Following industrial action at Princes Food UK’s Cardiff factory, strikes at its factories across the country could see hundreds of Unite Union’s members head to the picket line in January.
The Union says factories in Bradford, Wisbech, Long Sutton and Glasgow will see strikes as well as additional walkouts in Cardiff.
Princes Foods make dozens of household name products, such as Branston and Crosse & Blackwell, as well as its own brand tins and jars of meat and fish. Unite claims the strikes are likely to lead to shortages in supermarkets and shops across the country.
A Princes spokesperson said: “It is now clear to us that it is becoming increasingly difficult to resolve this dispute with Unite.
“We have engaged the Union in discussions for several months, tabled an above inflation pay rise and had offered to backdate this to April 2024 whilst discussions were ongoing, but Unite advised us that they would not permit the business to do this.
“We completely recognise the difficult economic circumstances our colleagues, our industry and the wider UK faces.
“Our industry has faced Covid and Brexit impacts, then inflation and a cost-of-living crisis and navigating these has required empathy, sacrifice and pulling together as one team which colleagues across our business have done so well.
“The Princes board fully understands our very serious obligation to looking after our colleagues, but we have that exact same obligation to keeping Princes a sustainable business in the long term through focussing on managing our costs and being a competitive supplier of UK food and beverages.”
Unite said its members are taking industrial action after having seen previous pay offers revoked by new owners.

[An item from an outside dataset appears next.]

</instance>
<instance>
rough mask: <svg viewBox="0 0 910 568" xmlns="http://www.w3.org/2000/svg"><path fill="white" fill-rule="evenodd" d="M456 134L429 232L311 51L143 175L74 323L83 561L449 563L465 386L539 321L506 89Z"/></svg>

Unite’s members, who work as line operatives and engineers, had been offered between a 4% and 7% pay rise dependent on salary by the previous owner, Mitsubishi. The company was subsequently bought by Italian based multinational Newlat S.P.A, which withdrew that offer. Instead, it is offering a 3% pay rise.
Unite general secretary Sharon Graham said: “Newlat needs to get back round the negotiating table before its customers discover they won’t have any products on their shelves. Our members work in back-breaking roles on low pay and want a fair slice of the pie.
“Newlat make 20% of all their revenues in the UK and are making money off the backs of these workers. Yet they want to shortchange our members. Unite won’t stand for such behaviour and back our members 100%.”
In its latest half year financial reports, the Newlat Group said it expects to achieve sales of 2.8 billion euros during this financial year with profits of approximately 188 million euros.